The regulator is looking into whether joint venture partners Sky TV and Television New Zealand met obligations under Section 47 of the Commerce Act.

Igloo aims to launch a cut-price pay-TV service, providing 11 channels for about $25 a month.

A commission spokeswoman said Section 47 related to commission approval for a merger.


"A person must not acquire assets of a business or shares if the acquisition would have, or would be likely to have, the effect of substantially lessening competition in a market."

She declined to define the issues faced by Igloo in the investigation.

The commission was aware of timing for the planned start-up of Igloo in May or June, and the investigation would take account of those plans.

She declined to specify which market was being examined and whether it included dominance of the television content market, saying this would not be spelt out in an investigation.

The Igloo announcement in December marked a growing alliance between Sky and TVNZ.

While ostensibly a joint venture, Igloo is largely controlled by Sky TV.

It gives the state broadcaster a valuable foothold in pay TV, including the advent of internet downloads.

For Sky it creates a "Sky Lite" package for people who do not want to make a commitment to a full package, but allows them to be targeted to upgrade to a full service.


If successful, Igloo would likely make it more difficult for a rival pay TV venture to start here which would be good for both Sky and the state broadcaster.
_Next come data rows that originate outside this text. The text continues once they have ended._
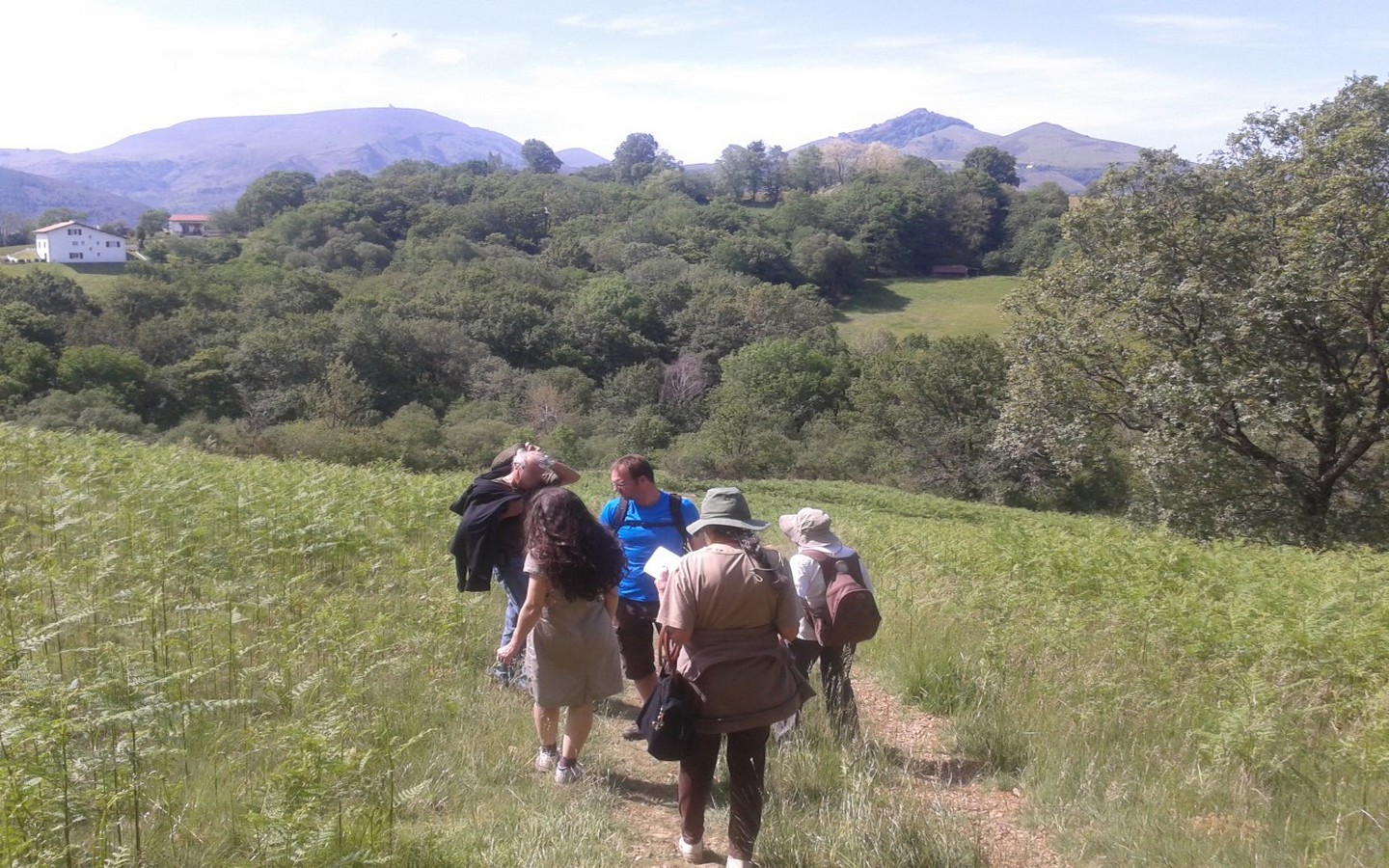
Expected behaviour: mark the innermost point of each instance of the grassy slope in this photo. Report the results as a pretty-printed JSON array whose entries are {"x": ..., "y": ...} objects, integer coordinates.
[
  {"x": 930, "y": 306},
  {"x": 94, "y": 280},
  {"x": 278, "y": 654}
]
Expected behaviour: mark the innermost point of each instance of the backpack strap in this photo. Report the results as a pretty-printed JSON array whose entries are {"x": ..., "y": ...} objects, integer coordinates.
[
  {"x": 677, "y": 515},
  {"x": 830, "y": 565},
  {"x": 678, "y": 518},
  {"x": 618, "y": 514}
]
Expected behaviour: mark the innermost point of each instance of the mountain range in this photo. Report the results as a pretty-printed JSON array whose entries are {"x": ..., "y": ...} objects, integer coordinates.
[{"x": 199, "y": 166}]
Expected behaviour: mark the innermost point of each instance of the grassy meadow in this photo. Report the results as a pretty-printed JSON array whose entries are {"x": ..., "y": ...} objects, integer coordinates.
[
  {"x": 213, "y": 662},
  {"x": 934, "y": 307},
  {"x": 94, "y": 278}
]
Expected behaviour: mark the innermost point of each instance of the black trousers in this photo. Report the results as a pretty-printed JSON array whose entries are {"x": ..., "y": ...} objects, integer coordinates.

Yesterday, Sky TV and TVNZ both confirmed approaches from the Commerce Commission and said they were helping the regulator with its inquiries.
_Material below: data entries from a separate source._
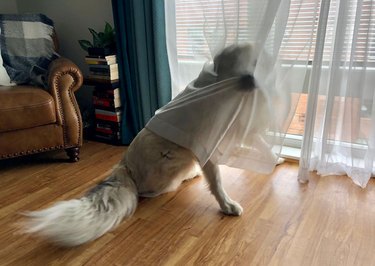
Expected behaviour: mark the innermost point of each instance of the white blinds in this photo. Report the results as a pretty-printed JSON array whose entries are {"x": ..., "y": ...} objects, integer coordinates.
[{"x": 192, "y": 23}]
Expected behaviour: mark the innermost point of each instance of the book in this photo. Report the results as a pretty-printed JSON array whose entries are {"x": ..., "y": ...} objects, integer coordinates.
[
  {"x": 107, "y": 127},
  {"x": 101, "y": 60},
  {"x": 104, "y": 68},
  {"x": 107, "y": 103},
  {"x": 103, "y": 72},
  {"x": 107, "y": 93},
  {"x": 110, "y": 76},
  {"x": 115, "y": 126},
  {"x": 107, "y": 115}
]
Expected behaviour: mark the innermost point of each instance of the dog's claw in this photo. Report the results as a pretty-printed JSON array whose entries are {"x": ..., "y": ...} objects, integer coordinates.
[{"x": 232, "y": 208}]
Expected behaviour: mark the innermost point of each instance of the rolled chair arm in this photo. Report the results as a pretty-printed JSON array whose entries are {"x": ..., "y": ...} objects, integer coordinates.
[{"x": 64, "y": 78}]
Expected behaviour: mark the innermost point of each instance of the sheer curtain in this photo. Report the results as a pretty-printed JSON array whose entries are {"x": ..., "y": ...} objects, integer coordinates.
[
  {"x": 196, "y": 30},
  {"x": 340, "y": 118}
]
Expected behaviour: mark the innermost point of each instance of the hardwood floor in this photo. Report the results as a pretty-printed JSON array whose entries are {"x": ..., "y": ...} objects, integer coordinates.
[{"x": 329, "y": 221}]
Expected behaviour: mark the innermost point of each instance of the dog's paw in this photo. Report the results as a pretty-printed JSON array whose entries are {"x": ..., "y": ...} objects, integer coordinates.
[
  {"x": 280, "y": 160},
  {"x": 232, "y": 208}
]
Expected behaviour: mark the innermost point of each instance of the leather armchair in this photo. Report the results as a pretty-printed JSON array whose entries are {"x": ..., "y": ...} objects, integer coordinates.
[{"x": 34, "y": 120}]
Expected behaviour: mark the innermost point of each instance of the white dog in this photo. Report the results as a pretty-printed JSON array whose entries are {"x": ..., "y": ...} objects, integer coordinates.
[{"x": 151, "y": 166}]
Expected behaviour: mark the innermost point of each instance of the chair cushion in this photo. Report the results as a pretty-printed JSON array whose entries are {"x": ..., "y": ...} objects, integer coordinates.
[{"x": 25, "y": 107}]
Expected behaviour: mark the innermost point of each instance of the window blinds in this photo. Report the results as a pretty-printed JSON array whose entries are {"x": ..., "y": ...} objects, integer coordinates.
[{"x": 196, "y": 19}]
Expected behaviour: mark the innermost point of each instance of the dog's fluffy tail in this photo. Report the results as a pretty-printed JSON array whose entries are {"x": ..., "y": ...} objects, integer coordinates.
[{"x": 74, "y": 222}]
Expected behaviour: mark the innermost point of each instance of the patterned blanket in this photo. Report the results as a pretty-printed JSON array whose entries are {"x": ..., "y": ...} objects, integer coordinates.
[{"x": 27, "y": 47}]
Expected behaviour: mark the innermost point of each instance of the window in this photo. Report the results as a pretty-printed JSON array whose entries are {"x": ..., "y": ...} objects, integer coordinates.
[{"x": 192, "y": 24}]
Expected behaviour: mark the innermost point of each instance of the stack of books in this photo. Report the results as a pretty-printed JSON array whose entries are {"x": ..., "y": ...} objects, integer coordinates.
[{"x": 106, "y": 97}]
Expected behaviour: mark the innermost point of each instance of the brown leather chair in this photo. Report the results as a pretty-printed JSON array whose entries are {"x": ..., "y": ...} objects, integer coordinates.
[{"x": 34, "y": 120}]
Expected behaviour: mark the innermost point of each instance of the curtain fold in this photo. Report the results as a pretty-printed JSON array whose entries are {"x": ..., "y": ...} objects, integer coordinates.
[
  {"x": 340, "y": 118},
  {"x": 142, "y": 58}
]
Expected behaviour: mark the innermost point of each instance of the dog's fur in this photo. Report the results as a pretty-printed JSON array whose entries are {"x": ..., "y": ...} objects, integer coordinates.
[{"x": 151, "y": 166}]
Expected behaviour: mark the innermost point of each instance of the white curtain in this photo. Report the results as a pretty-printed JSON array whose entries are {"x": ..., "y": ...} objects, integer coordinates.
[
  {"x": 339, "y": 131},
  {"x": 197, "y": 29}
]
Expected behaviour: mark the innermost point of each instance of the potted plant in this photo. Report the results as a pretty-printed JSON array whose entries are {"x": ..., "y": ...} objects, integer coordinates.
[{"x": 103, "y": 43}]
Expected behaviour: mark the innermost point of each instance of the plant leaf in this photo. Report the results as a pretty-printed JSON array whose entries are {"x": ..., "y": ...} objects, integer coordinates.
[{"x": 95, "y": 37}]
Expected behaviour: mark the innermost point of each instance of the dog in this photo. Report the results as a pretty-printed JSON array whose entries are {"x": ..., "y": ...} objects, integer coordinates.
[{"x": 152, "y": 165}]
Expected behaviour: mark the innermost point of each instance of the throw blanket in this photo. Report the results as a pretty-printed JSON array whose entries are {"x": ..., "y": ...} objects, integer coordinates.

But Sky TV chief executive John Fellet said the Commerce Commission action would not affect the planned launch of Igloo in second quarter of 2012.

"It might affect the merger but it would not affect Igloo. We were always going to do it," he said.

He assumed the commission had received a complaint but the commission declined to confirm or deny this, saying that it did not affect the handling of the investigation.

Channels planned for Igloo include BBC World News, UKTV, BBC Knowledge, Vibe, Kidzone24, MTV Hits, National Geographic, Animal Planet, Comedy Central, Food TV and TVNZ Heartland.


It will also have free-to-air channels.

Igloo expects to attract 50,000 subscribers within two years - providing about $10 million of one-off revenue from the set-top box and $15 million in subscriptions. One of Igloo's biggest selling points will be flexibility, with customers able to prepay each month and cancel at will.

None of the programming will be in high definition.

* The Igloo service will offer a set-top box for less than $200 and 11 channels for about $25 a month.
* Sky has a 51 per cent share of Igloo and TVNZ has 49 per cent.
* The platform is due to start in May or June.
* Igloo will allow downloads of movies and sports for an additional charge.
* The two broadcasters say it will provide more consumer choice but critics say it will entrench their market dominance.